Specifically, we have observed that the level of Unchanged Issues tends to rise as markets rally, often reaching some measure of extreme near tops. We would surmise that this has to do with rising complacency that is present near market tops (in varying degrees depending on the significance of the top). As long as the market seems to be on good footing, there is relatively less concern and interest, at least in the most illiquid or inactive stocks. Obviously, an exception to this tendency would be stocks caught up in the bubbly or high profile sector at a given time.
Conversely, when stocks are selling off, it can create more of a sense of urgency on the part of traders (or investors) to “tend” to their positions. And the worse the sell off, the more urgency is created. This heightened sense of awareness in periods of stock market declines fits with scientific studies that have found that “fear” is a much stronger emotion than “greed” (a finding that we would definitely concur with from our own experience). As a result, more action tends to be taken (out of fear) when stocks are selling off than when they are rallying (out of greed).
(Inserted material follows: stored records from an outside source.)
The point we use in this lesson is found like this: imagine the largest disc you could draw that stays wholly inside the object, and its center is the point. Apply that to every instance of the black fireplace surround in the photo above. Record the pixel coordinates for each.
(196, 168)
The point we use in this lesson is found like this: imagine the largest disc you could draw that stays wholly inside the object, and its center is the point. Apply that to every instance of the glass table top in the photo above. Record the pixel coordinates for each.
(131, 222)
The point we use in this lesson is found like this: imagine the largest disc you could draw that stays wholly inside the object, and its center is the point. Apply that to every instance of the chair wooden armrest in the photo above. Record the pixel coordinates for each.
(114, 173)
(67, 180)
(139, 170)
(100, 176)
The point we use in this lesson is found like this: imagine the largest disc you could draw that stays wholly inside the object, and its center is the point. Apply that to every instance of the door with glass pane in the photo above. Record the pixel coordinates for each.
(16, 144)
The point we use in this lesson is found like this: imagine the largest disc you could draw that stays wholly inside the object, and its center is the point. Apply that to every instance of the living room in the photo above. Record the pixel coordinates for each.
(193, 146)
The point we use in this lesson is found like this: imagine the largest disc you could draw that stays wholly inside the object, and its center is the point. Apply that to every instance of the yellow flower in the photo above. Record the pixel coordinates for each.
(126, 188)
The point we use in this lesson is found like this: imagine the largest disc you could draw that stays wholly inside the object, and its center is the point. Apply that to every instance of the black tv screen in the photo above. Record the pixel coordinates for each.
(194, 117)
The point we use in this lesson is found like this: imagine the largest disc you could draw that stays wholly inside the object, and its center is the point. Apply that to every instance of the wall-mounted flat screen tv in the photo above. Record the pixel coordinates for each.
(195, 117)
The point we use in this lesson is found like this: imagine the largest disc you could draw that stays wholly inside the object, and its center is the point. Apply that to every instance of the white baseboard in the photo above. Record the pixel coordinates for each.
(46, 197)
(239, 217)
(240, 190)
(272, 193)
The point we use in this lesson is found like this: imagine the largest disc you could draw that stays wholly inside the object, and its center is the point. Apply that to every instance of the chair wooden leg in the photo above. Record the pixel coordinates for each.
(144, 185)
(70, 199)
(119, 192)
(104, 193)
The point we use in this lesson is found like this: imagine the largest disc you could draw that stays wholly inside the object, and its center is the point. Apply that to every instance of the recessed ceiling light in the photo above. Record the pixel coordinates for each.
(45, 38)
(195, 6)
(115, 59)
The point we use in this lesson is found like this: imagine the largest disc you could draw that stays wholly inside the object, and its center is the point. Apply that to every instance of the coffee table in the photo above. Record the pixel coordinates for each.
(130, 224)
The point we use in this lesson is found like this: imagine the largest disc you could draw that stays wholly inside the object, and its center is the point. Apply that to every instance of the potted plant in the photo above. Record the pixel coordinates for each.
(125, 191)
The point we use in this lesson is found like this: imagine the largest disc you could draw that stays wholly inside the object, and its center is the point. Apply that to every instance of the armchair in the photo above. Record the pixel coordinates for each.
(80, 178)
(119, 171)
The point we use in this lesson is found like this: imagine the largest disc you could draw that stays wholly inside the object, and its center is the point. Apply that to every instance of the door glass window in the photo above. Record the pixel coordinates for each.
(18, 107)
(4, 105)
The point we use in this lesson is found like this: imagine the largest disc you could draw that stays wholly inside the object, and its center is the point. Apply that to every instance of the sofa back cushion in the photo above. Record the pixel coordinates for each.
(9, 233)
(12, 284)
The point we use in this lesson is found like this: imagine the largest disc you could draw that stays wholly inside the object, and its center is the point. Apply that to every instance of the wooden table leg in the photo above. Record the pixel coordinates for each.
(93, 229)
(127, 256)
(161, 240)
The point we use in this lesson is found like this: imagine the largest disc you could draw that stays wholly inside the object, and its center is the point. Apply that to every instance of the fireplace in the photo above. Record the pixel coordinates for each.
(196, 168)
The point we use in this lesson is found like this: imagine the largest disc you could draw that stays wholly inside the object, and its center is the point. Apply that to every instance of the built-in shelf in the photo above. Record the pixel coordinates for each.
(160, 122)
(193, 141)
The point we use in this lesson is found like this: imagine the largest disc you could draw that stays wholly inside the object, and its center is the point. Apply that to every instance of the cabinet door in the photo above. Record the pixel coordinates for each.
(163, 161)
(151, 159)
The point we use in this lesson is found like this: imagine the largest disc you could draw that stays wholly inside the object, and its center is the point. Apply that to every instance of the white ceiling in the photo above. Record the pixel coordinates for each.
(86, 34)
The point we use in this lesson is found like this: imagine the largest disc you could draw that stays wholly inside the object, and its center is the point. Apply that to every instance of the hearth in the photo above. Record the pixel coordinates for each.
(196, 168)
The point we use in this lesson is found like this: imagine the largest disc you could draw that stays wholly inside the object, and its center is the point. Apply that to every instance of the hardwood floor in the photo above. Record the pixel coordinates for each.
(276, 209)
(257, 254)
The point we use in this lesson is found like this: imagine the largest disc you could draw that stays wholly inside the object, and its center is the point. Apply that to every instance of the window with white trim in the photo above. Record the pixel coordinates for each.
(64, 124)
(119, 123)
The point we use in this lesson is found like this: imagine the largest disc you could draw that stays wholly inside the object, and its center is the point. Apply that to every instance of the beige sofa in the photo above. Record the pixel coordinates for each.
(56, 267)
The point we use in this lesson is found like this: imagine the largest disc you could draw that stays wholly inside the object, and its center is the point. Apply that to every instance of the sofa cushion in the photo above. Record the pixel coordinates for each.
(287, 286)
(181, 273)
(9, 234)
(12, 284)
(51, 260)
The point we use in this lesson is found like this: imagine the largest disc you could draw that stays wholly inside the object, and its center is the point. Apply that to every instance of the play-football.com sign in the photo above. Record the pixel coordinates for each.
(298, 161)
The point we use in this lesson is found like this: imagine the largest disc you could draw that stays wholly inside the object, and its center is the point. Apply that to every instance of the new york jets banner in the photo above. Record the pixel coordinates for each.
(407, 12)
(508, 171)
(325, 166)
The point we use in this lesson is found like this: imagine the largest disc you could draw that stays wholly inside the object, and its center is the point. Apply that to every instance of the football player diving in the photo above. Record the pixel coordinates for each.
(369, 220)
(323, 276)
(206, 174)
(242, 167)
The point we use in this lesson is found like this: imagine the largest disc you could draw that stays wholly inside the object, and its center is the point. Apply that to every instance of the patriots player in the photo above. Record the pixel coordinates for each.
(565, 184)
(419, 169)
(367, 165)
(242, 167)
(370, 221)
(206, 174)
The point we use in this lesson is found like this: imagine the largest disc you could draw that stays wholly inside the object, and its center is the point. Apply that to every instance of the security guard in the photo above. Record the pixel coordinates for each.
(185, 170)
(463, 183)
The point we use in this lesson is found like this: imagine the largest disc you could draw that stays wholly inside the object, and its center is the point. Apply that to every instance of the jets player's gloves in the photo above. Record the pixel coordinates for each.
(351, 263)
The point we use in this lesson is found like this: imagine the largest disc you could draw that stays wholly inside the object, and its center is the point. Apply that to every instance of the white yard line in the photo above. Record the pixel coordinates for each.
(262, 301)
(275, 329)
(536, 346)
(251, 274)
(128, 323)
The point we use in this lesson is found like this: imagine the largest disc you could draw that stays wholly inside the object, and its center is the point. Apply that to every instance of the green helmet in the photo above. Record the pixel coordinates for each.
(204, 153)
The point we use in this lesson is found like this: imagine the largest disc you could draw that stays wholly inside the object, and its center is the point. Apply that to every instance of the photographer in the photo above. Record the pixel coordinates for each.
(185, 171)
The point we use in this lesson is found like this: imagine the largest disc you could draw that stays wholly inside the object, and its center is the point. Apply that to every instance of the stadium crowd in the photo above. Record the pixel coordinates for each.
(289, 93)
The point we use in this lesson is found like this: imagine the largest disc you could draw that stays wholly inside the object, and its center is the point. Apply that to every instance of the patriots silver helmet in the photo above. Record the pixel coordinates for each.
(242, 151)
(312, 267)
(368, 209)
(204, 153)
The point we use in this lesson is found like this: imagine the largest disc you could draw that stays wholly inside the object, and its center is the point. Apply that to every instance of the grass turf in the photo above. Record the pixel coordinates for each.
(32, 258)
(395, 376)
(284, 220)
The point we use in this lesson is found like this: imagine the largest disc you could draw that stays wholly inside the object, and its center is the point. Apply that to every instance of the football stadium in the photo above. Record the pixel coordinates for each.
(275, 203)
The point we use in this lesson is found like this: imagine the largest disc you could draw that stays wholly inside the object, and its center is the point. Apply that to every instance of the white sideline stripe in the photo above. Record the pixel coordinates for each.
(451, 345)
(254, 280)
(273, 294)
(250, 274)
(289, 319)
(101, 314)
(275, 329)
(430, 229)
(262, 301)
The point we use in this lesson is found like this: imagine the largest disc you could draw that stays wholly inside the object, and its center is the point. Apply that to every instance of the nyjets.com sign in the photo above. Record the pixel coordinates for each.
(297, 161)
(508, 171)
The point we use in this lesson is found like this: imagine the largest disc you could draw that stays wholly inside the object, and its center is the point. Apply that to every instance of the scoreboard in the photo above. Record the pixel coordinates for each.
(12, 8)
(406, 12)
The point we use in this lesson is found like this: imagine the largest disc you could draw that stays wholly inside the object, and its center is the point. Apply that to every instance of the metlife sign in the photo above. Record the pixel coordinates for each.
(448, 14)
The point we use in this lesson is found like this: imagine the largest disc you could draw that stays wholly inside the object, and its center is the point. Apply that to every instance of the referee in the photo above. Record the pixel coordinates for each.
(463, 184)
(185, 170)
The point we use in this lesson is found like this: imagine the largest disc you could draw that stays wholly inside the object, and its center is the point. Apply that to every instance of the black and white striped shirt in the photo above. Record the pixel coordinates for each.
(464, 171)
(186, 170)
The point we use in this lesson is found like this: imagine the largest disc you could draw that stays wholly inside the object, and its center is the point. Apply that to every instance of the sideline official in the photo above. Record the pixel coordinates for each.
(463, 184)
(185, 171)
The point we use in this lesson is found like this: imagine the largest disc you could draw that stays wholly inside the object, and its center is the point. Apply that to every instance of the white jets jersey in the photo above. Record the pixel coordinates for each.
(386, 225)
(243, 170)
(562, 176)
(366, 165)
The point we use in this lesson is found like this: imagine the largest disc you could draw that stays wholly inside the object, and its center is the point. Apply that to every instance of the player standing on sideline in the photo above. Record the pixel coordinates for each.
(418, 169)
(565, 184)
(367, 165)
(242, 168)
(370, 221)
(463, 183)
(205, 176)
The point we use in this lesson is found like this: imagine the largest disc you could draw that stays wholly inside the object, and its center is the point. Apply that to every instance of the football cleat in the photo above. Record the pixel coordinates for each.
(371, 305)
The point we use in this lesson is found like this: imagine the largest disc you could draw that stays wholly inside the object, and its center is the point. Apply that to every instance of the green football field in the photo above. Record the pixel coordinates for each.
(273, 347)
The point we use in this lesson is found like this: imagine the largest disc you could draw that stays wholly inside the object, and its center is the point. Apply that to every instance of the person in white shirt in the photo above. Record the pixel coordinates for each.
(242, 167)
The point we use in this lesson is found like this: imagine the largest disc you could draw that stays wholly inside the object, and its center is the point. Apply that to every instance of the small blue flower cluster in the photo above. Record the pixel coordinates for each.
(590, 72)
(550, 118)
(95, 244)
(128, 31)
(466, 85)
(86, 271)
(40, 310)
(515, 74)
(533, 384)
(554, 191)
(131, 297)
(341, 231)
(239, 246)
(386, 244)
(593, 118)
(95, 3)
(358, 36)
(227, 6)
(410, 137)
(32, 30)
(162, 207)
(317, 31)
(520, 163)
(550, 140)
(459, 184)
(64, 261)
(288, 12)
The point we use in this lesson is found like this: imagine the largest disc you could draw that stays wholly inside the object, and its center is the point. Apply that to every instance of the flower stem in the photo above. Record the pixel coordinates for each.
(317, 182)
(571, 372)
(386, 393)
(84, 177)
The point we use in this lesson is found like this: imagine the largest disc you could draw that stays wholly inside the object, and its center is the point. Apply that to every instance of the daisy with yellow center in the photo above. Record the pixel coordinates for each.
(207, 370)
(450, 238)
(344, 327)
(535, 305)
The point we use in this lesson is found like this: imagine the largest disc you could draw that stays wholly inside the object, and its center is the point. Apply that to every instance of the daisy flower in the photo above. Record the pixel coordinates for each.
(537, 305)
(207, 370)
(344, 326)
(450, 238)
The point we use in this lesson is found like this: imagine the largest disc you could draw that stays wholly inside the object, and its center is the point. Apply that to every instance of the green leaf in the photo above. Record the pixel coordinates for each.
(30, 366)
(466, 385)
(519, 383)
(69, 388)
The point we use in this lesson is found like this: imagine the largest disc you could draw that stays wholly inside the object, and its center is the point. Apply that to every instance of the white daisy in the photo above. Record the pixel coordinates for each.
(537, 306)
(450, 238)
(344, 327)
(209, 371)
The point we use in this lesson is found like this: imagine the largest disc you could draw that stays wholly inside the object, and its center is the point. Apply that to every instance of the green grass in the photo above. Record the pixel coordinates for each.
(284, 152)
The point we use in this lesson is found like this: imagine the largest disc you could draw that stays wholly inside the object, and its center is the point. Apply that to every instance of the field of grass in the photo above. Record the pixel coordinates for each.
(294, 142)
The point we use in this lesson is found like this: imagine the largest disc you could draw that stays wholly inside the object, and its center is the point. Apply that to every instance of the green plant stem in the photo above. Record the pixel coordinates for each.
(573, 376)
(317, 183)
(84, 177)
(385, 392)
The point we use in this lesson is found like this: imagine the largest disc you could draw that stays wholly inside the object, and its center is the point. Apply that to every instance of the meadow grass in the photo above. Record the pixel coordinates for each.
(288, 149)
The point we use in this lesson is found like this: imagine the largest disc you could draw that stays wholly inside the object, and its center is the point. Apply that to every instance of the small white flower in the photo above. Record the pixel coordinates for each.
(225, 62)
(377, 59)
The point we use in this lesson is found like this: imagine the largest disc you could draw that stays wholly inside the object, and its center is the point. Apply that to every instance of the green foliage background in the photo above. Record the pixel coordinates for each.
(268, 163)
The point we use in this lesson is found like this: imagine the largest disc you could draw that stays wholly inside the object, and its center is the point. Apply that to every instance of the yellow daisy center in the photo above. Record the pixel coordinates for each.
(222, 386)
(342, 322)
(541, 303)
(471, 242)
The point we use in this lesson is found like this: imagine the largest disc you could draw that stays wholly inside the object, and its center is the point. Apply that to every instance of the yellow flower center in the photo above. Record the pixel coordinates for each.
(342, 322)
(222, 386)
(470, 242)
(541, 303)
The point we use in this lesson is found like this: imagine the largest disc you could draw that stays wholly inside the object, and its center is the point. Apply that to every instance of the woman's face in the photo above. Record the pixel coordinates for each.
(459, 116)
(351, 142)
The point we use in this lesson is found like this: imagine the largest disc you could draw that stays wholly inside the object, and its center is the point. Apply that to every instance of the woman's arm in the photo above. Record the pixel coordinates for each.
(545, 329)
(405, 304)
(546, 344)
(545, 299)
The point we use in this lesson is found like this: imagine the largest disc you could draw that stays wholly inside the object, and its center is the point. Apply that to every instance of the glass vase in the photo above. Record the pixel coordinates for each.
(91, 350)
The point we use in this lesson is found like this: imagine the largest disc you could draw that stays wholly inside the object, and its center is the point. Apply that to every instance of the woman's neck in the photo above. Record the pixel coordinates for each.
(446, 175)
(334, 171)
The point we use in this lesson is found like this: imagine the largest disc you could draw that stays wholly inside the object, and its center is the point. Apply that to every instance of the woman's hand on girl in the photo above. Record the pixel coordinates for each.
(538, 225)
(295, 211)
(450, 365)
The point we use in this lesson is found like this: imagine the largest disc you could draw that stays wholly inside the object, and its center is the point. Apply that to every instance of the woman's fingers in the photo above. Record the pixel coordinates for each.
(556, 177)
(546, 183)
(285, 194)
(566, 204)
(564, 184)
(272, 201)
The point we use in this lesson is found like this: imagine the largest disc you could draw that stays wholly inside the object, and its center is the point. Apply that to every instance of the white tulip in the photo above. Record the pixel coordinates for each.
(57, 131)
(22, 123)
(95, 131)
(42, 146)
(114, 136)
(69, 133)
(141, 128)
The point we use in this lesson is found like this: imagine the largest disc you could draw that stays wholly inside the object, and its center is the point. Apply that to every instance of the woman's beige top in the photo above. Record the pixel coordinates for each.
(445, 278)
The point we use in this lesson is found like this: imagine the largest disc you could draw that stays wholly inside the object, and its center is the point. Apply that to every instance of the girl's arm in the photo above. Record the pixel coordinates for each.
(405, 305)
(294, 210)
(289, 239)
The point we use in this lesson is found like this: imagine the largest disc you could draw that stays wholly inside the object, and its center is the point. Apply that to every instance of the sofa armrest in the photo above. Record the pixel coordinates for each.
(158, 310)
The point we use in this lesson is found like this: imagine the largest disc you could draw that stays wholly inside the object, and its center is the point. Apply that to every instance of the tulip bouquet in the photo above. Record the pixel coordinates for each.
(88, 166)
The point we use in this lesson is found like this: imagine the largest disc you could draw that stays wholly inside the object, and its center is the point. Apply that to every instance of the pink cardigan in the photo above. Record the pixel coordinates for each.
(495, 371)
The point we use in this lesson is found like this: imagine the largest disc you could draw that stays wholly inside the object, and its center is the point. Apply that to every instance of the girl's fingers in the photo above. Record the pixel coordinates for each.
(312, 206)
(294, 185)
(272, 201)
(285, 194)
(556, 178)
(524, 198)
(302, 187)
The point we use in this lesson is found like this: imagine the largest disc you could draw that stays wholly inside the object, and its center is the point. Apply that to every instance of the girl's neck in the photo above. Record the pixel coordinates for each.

Applying this observation (or truth?) to current circumstances would lead to one conclusion: investors are more complacent than they have been in a very long time. On August 20, the % of NYSE issue that were Unchanged on the day reached 6.1%. This was the highest daily % since 2003 and the first time it reached over 6% since February of 2007.
When smoothing out the data by using a 10-day moving average of the Unchanged Issues, we find that the series is still at the highest level since very early in 2004. By applying Bollinger Bands (200-day look-back), we can attempt to ascertain on a dynamic basis when the series reaches high or low extremes.
Since 2008, in particular, moves by the 10-day average of NYSE Unchanged Issues above the upper Bollinger Band have been relatively accurate markers of high extremes in Unchanged Issues and a complacent, or overbought, stock market. Unchanged Issues gave such signals leading up to intermediate-term market tops in May 2008, January and March 2010, April 2011 and August 2012. It also gave false signals in July 2009 when the market was still emerging from the bear market and February of this year so the indicator is not perfect.
With the immense amount of input continuously pouring into the stock market, the significance of seemingly insignificant data series should not be overlooked. This includes the level of Unchanged Issues on the exchanges, which can be a decent indicator of overall investor complacency when at relatively high levels. Currently, Unchanged Issues are at their highest levels in 10 years. While this may not be the most alarming of all the intermediate-term concerns we have pertaining to stocks at this time, we would consider it a negative for the market.